Question

show how you would connect three resistors each of resistance 6 ohm so that the combination has a resistance of (i) 9 ohm(ii) 4 ohm

Answer 1

Answer:

To obtain a combined resistance of 9 ohms, three resistors each of resistance 6 ohm should be connected in a parallel circuit and one in series.  

In a parallel circuit, the equivalent resistance of all the resistors connected is equal to the reciprocal value of the sum of the individual resistances.

In a series circuit, the equivalent resistance of all the resistors connected is equal to the sum of the resistance values of each of the individual resistor.

So in a parallel circuit, total resistance = $\frac{1}{Rt}=\frac{1}{R 1}+\frac{1}{R 2}+\frac{1}{R 3}$  or  

R t= $\frac{\frac{1}{2}}{R 1}+\frac{1}{R 2}+\frac{1}{R 3}$.  

In a series circuit, total resistance  = R1 +R2 + R3

(i) To get 9 ohms, two resistors should be connected in parallel and one in series.

So,

Rt in parallel will be  

Rt = $\frac{1}{\frac{1}{\mathrm{R}_{1}}+\frac{1}{\mathrm{R}_{2}}}=\frac{1}{\frac{1}{6}+\frac{1}{6}}$

= 3 ohms

One resistor is connected in series with the 3 ohms, so  

Rt in series will be Rt = R1 +R2 = 6+3 = 9 ohms

(ii) To obtain a combined resistance of 4 ohms, two resistors (of 6 ohms each) are connected in series and one in parallel to the series.

So,

Rt in series = R1 +R2 = 6+6 = 12 ohms

Rt in parallel = $\frac{1}{R t}=\frac{1}{R 1}+\frac{1}{R 2}=\frac{1}{6}+\frac{1}{12}$= 4 Ohms

Answer 2

Given:

A set of three resistors each of 6 Ohms.

To Find:

The possible combinations such that,

• The combination resistance is  9 ohm
• The combination resistance is 4 ohm

Solution:

1. We are given three resistances each of 6 ohms.

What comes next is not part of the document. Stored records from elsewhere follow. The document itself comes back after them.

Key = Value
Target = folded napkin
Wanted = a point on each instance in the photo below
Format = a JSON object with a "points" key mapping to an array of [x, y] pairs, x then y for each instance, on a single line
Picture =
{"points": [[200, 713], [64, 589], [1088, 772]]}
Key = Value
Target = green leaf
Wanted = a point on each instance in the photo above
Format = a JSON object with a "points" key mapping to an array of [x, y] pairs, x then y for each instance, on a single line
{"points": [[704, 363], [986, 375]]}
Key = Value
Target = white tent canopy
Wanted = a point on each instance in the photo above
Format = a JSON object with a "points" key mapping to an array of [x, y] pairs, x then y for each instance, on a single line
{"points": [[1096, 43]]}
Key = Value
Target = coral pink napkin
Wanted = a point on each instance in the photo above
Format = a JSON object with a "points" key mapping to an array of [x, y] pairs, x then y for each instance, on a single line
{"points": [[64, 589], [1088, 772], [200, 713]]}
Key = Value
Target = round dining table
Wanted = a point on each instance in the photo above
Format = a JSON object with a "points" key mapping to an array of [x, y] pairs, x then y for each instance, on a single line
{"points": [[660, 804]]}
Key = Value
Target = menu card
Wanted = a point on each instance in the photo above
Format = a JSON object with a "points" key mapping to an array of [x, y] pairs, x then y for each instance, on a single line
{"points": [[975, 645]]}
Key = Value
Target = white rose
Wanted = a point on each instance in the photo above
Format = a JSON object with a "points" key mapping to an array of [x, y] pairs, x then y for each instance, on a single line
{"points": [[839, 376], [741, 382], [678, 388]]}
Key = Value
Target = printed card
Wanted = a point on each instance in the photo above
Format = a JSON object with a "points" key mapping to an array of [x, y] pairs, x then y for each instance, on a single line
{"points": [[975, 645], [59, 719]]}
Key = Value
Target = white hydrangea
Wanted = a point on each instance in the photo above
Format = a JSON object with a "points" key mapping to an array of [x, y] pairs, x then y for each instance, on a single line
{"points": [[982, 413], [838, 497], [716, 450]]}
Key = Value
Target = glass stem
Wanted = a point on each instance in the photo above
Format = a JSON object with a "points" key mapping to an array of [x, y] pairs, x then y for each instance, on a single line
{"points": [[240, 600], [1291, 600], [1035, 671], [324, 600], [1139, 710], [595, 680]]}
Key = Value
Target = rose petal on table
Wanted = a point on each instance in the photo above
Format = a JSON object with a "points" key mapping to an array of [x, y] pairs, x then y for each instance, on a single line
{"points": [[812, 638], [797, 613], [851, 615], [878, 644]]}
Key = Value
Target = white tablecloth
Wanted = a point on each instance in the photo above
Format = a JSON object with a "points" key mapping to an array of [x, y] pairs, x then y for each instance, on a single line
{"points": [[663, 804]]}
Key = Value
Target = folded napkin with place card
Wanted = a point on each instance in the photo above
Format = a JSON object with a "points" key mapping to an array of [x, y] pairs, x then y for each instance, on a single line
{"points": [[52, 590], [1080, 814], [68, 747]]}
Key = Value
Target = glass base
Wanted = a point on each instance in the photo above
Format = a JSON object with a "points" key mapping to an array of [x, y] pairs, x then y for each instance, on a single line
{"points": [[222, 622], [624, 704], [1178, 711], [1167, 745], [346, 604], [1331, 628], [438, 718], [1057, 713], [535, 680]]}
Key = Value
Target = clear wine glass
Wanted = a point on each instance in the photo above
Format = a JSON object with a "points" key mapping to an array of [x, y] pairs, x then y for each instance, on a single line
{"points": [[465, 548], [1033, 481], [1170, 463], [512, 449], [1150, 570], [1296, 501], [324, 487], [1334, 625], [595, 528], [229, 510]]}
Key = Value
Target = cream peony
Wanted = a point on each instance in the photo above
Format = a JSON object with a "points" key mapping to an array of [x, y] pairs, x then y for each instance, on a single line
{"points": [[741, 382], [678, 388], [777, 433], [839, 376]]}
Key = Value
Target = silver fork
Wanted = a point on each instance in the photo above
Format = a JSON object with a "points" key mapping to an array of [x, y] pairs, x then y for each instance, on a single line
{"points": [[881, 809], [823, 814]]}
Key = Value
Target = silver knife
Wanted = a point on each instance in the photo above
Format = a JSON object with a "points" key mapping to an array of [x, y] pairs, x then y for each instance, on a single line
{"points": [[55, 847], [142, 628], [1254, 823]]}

2. Consider the first case,

(i) 9 ohm

• Consider the three resistances as A, B, and C.
• Arrange resistances A and B in parallel and C in series.

=> Net effective resistance = ( A, B parallel ) + ( C series ),

=> For two resistances parallel to each other, the net effective resistance is,

=>$\frac{1}{R_{eff} } =\frac{1}{R_{1} } +\frac{1}{R_{2} }$,

=> R(effective) = 6 / 2,

=> R = 3 ohms.

=>Series resistance of 6ohms and 3 ohms is,

=> R(effective) = R1 + R2,

=> R (eff) = 9 ohms.

3. Consider the second case,

(ii) 4 ohms

=> Arrange the resistances A and B in series, Let C be parallel to A and B.

=> Effective resistance of A and B = 6 + 6 = 12 ohms.

=> Total effective resistance = 12ohms parallel to 6 ohms,

=>$\frac{1}{R_{eff} } =\frac{1}{R_{1} } +\frac{1}{R_{2} }$,

=> R(effective) = 12/3 = 4 ohms.

Hence, both the cases are shown.